Up to now postgres_fdw has been using create_foreignscan_path() to
generate not only base-relation paths, but also paths for foreign joins
and foreign upperrels. This is wrong, because create_foreignscan_path()
calls get_baserel_parampathinfo() which will only do the right thing for
baserels. It accidentally fails to fail for unparameterized paths, which
are the only ones postgres_fdw (thought it) was handling, but we really
need different APIs for the baserel and join cases.
In HEAD, the best thing to do seems to be to split up the baserel,
joinrel, and upperrel cases into three functions so that they can
have different APIs.

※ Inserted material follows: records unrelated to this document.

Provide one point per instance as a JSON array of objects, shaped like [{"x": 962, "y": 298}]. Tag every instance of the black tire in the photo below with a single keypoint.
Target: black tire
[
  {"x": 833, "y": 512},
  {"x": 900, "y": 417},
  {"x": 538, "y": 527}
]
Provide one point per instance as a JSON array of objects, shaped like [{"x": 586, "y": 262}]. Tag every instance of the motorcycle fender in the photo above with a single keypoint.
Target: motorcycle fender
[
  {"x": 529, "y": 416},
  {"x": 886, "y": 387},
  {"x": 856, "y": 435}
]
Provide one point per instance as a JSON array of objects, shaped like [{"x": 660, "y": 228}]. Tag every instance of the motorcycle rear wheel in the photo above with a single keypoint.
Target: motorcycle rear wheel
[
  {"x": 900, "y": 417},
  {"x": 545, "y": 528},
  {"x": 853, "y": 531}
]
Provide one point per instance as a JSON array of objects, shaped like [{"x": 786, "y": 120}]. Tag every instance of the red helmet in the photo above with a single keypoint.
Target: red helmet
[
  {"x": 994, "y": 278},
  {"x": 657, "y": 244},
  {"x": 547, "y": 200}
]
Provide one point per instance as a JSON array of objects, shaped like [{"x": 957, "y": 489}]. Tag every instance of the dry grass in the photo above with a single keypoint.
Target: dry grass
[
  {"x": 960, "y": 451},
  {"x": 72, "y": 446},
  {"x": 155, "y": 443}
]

I haven't actually given create_foreign_join_path
a different API in this commit: we should spend a bit of time thinking
about just what we want to do there, since perhaps FDWs would want to
do something different from the build-up-a-join-pairwise approach that
get_joinrel_parampathinfo expects. In the meantime, since postgres_fdw
isn't prepared to generate parameterized joins anyway, just give it a
defense against trying to plan joins with lateral refs.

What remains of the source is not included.